63 Views Asked by At

I am reading a book Introduction to Probability by Joe Blitzstein, Jessica Hwang. I was going though a section on Order Statistics, which I have mentioned below.

Let $X_1, X_2, \cdots, X_n$ be i.i.d continuous r.v.s with CDF $F$ and PDF $f$. Suppose $Y_1, Y_2, \cdots, Y_n$ be the order statistics of $Y_1, Y_2, \cdots, Y_n$. We can find the PDF $f_{Y_j}$ of the $j$th order statistic $Y_j$ as follows.
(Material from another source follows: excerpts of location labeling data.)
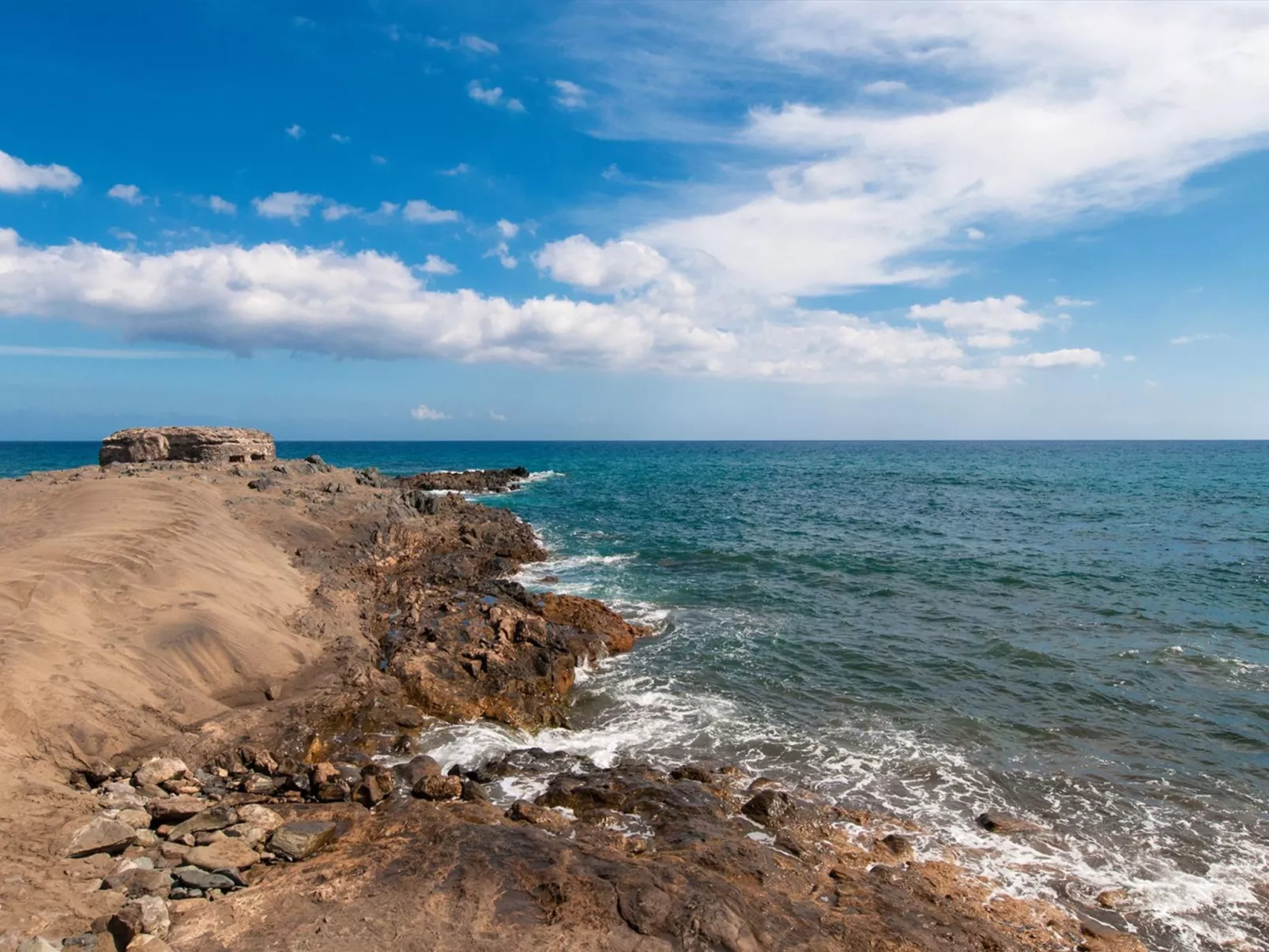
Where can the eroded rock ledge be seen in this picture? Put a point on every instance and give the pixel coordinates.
(309, 822)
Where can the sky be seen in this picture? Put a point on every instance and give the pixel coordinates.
(400, 220)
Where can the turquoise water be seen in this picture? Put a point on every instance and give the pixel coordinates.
(1076, 632)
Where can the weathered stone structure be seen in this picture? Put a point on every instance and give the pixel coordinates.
(196, 445)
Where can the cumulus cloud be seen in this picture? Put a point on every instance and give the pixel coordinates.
(286, 205)
(435, 264)
(368, 305)
(428, 213)
(476, 45)
(126, 194)
(17, 175)
(990, 322)
(1069, 357)
(221, 206)
(615, 265)
(492, 96)
(425, 412)
(569, 96)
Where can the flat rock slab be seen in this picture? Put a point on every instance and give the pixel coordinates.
(100, 835)
(226, 853)
(303, 838)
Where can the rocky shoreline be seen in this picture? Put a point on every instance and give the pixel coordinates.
(305, 818)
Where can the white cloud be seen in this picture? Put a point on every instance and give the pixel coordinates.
(569, 96)
(368, 305)
(990, 322)
(492, 96)
(17, 175)
(126, 194)
(882, 88)
(435, 264)
(1063, 111)
(476, 45)
(425, 412)
(425, 213)
(221, 206)
(286, 205)
(1069, 357)
(615, 265)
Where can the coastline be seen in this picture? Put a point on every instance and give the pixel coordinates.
(631, 858)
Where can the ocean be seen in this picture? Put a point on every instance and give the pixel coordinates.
(1076, 634)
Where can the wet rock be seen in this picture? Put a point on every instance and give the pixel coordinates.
(197, 879)
(1005, 824)
(215, 818)
(546, 818)
(159, 770)
(100, 835)
(438, 788)
(174, 810)
(770, 807)
(226, 853)
(301, 838)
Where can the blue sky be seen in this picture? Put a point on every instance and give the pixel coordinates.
(435, 221)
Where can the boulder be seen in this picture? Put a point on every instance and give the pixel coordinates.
(301, 838)
(100, 835)
(159, 770)
(226, 853)
(197, 445)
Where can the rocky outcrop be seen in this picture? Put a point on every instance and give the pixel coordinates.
(194, 445)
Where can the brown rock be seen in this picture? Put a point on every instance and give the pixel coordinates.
(100, 835)
(228, 853)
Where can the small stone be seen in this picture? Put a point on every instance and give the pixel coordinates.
(1112, 899)
(197, 879)
(159, 770)
(228, 852)
(542, 816)
(438, 788)
(100, 835)
(301, 838)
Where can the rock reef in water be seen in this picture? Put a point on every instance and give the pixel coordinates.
(194, 445)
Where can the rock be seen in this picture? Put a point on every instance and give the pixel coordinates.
(154, 916)
(100, 835)
(199, 445)
(418, 768)
(1005, 824)
(261, 816)
(226, 853)
(159, 770)
(301, 838)
(438, 788)
(216, 818)
(544, 816)
(175, 809)
(768, 807)
(201, 880)
(1112, 899)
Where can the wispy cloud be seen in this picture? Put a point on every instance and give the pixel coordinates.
(425, 412)
(492, 96)
(17, 177)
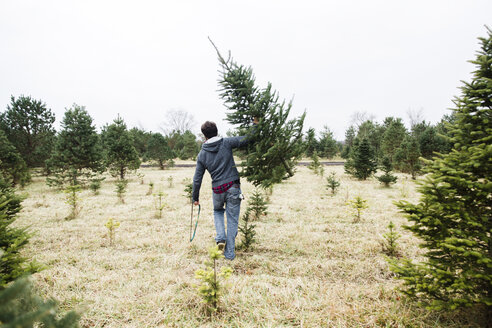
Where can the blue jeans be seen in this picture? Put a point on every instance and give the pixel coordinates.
(232, 200)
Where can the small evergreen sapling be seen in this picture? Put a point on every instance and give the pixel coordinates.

Consider $f_{Y_j}(x) \mathrm{d} x$, which is the probability that $Y_j$ falls into an infinitesimal interval of length $\mathrm{d} x$ around $x$. Thus we need one of $X_i$ to fall into the infinitesimal interval around $x$, and we need exactly $j - 1$ of the $X_i$ to fall to the left of $x$, leaving the remaining $n - j$ to fall to the right of $x$. We can do this as follows. First, we choose which of the $X_i$ will fall into the infinitesimal interval around $x$. There are $n$ such choices, each of which occurs with a probability $f(x) \mathrm{d} x$. Next we choose exactly $j - 1$ of the remaining $n- 1$ to fall to the right of $x$. There are $\binom{n - 1} {j - 1}$ such choices, each with probability $F(x) ^ {j - 1} (1 - F(x) ) ^ {n - j}$. We therefore have \begin{equation*} f_{Y_j}(x) \mathrm{d}x = n f(x) \mathrm{d} x \binom{n - 1} {j - 1} F(x) ^ {j - 1} (1 - F(x) ) ^ {n - j} \end{equation*} , and hence \begin{equation*} f_{Y_j}(x) = n f(x) \binom{n - 1} {j - 1} F(x) ^ {j - 1} (1 - F(x) ) ^ {n - j} \end{equation*}


I have some questions regarding the above argument. It is given that to find the probability that $Y_j$ falls into an infinitesimal interval of length $\mathrm{d} x$ around $x$, we need to find the probability that one of $X_i$ to fall into the infinitesimal interval around $x$, and we need exactly $j - 1$ of the $X_i$ to fall to the left of $x$, leaving the remaining $n - j$ to fall to the right of $x$.

However, I do not 'clearly' understand why only one of the $X_i$ must fall into an interval of length $\mathrm{d} x$ around $x$ even though $Y_1 \le \cdots \le Y_n$ and the equality 'could' hold true. My understanding is that since $X_1, X_2, \cdots, X_n$ are i.i.d continuous r.v.s the probability of a 'tie' is zero, i.e., $P(X_m = X_n) = 0$ for all $m \neq n$. Now if two of $X_i$s falls into into an infinitesimal interval of length $\mathrm{d} x$ around $x$ then the probability would be $\left( f(x)\mathrm{d} x \right) ^ 2$ which could be non-zero, and this contradicts the fact that the probability of a tie is zero. Is my reasoning correct? If not, what could be the reason to say that one of $X_i$ must fall into an interval of length $\mathrm{d} x$ around $x$?